This Is the One Design Feature Every Home Should Have, According to Kevin Sharkey
Our Executive Editorial Director's must-read design advice makes personalizing any new space so simple.
As Martha Stewart's longtime collaborator and the brand's Executive Editorial Director, it's safe to say that Kevin Sharkey knows what's what when it comes to design. Though Sharkey is well-equipped to share advice on everything from floral arrangements to organizing tight laundry room spaces, what we most look forward to are his decorating tips. To celebrate Martha's latest lifestyle launch, Sharkey offers the one design element he thinks every homeowner should include in their space, plus his must-read recommendations for creating a cohesive, beautiful home.
Open floor plans and beautiful master suites are important to many new homeowners, but Sharkey says the one detail your house really needs is far smaller: In his opinion, the most important design feature in a home is having a modern dimmer on each lighting fixture. "Everybody looks better with dimmers. Rooms look better, and it's just a more responsible way to live in a room," he says, adding that it's "essential to a functioning home." Luckily, these are easy to add to homes new and old after you've moved in.
If you're in the process of moving into a new home, Sharkey says you should approach the design process by first anchoring yourself in your locale. That means avoiding pieces or details that seem out of place given your location. "I think if you're designing, decorating, building, or creating your new home, the first mistake you can make is overlooking where you're at," Sharkey says. The most sensible way to create a design scheme that is anything but misguided, he explains, is to actually live in the home before you set any plans into motion. Ask yourself: How do I want to live in this space? "Martha does that, too. She really considers: 'What is the area? What are the surroundings?' And then editing from there or making choices that are informed by the context."
Consider the opportunities for design that are tied to the physical elements of your home's location.

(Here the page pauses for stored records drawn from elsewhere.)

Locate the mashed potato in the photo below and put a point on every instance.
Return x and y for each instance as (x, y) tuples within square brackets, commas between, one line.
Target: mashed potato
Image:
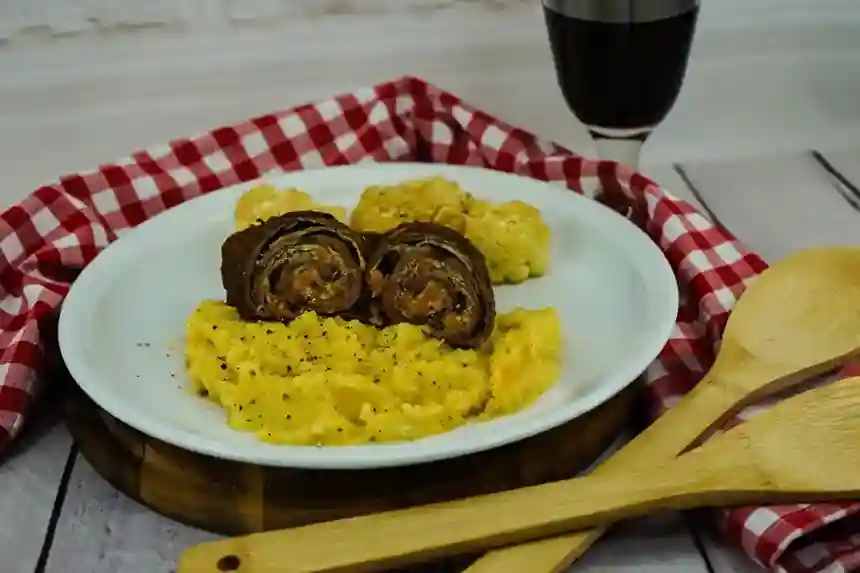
[(330, 381), (512, 236), (265, 201)]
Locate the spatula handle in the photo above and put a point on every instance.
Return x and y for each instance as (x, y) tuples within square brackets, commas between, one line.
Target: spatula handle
[(397, 538), (701, 409)]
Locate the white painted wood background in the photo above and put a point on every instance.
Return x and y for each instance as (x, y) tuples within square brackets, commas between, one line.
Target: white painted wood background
[(86, 81)]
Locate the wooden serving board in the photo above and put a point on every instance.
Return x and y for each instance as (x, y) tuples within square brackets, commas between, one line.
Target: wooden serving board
[(233, 498)]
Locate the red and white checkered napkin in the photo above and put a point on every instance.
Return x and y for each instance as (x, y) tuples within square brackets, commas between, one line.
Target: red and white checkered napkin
[(62, 226)]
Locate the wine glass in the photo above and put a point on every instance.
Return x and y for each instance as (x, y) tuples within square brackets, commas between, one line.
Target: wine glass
[(620, 65)]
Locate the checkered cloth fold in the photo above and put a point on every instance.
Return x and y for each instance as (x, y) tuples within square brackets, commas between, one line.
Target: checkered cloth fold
[(60, 227)]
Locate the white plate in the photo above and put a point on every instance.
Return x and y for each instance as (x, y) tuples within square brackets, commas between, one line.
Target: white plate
[(121, 326)]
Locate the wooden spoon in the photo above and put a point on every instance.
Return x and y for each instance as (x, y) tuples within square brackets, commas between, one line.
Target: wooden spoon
[(799, 319), (804, 449)]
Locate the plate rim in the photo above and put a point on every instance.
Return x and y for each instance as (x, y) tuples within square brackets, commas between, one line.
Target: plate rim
[(378, 455)]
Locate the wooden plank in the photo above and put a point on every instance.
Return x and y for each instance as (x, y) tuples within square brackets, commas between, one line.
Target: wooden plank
[(777, 205), (102, 531), (30, 479)]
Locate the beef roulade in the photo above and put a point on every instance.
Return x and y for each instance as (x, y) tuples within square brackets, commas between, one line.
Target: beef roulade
[(292, 263), (428, 274)]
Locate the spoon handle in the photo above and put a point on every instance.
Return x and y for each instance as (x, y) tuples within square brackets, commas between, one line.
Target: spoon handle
[(398, 538), (722, 393)]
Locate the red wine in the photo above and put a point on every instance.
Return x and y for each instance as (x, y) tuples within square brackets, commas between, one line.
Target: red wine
[(620, 70)]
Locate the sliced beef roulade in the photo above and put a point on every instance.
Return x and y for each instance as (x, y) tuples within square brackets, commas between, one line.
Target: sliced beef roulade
[(428, 274), (292, 263)]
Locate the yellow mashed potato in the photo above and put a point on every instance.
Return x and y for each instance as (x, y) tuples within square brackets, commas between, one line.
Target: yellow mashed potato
[(265, 201), (512, 236), (330, 381)]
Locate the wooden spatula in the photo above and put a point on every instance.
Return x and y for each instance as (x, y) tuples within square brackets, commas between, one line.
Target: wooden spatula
[(800, 318), (806, 448)]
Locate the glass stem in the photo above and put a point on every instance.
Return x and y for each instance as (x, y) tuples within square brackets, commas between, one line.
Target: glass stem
[(623, 151)]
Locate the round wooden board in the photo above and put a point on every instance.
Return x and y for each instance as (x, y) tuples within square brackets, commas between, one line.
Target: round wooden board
[(233, 498)]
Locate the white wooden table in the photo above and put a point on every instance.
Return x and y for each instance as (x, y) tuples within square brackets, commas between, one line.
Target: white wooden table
[(67, 104), (57, 515)]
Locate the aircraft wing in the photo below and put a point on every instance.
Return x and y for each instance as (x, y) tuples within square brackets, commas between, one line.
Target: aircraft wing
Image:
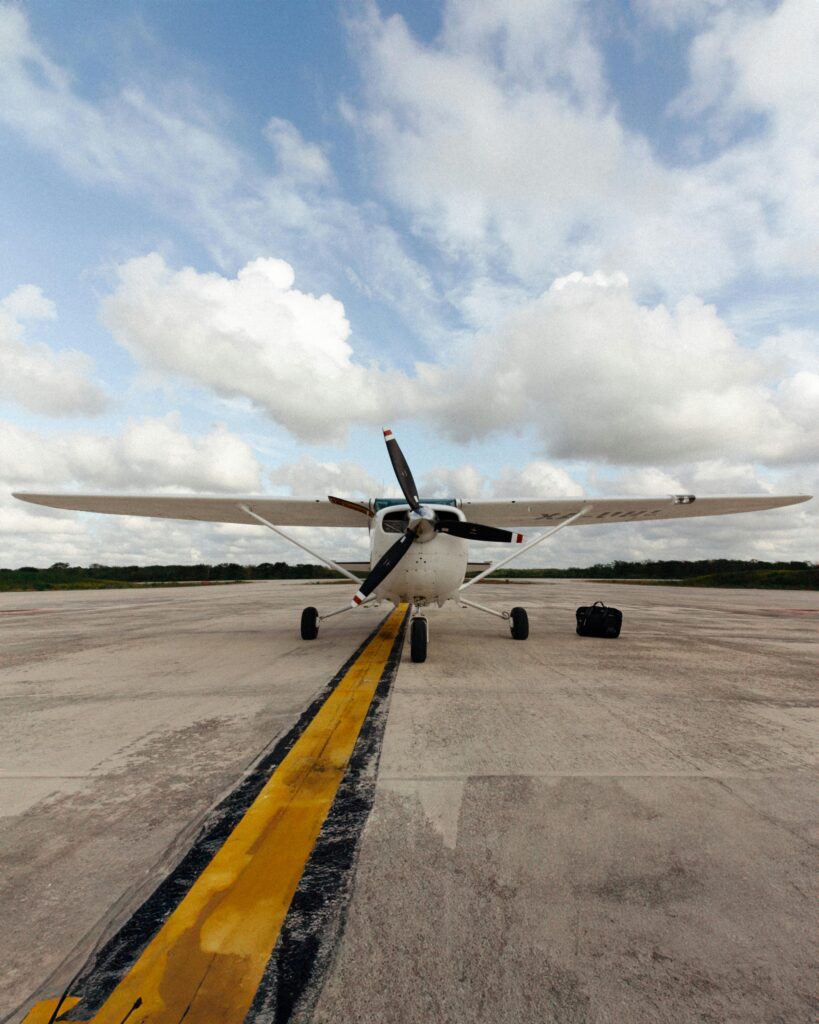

Sharkey points out that Martha's Lily Pond residence has access to the beach and "the light, the air, the icons that come with living on the ocean," which is why there are plenty of unique design elements in this space that you wouldn't find in her other homes (including Martha's stuffed fish!). "The reason that Martha still has her stuffed, talking fish hanging on the wall in Lily Pond-and not in Bedford-is because she's living on the ocean," Sharkey says. "That's why you go there and her collection of corals and the color choice selection is so much brighter there than, say, it would be at Skylands."
Sharkey says avoiding this mistake ("Everybody makes mistakes, everybody does," he admits) could help you kickstart a functional home design and enjoy a smoother move-in experience in the end. Whether it's a summer home or a getaway in a winter wonderland, Sharkey says adopting Martha's approach of understanding the home's physical context is crucial in the beginning stages of interior designing.
What does Sharkey personally love most about creating a new space? Organizing. "I love the organizing. It's a type of organizing that you can only experience at the beginning. After you've moved in, it's all about maintaining the organizational structure you've put into place," he explains. Deciding where to keep everything from wine glasses to linens is what he says sets you up for a successful life in your space. "Once you do that well, you're ensuring a happy life there that's organized and can be well maintained."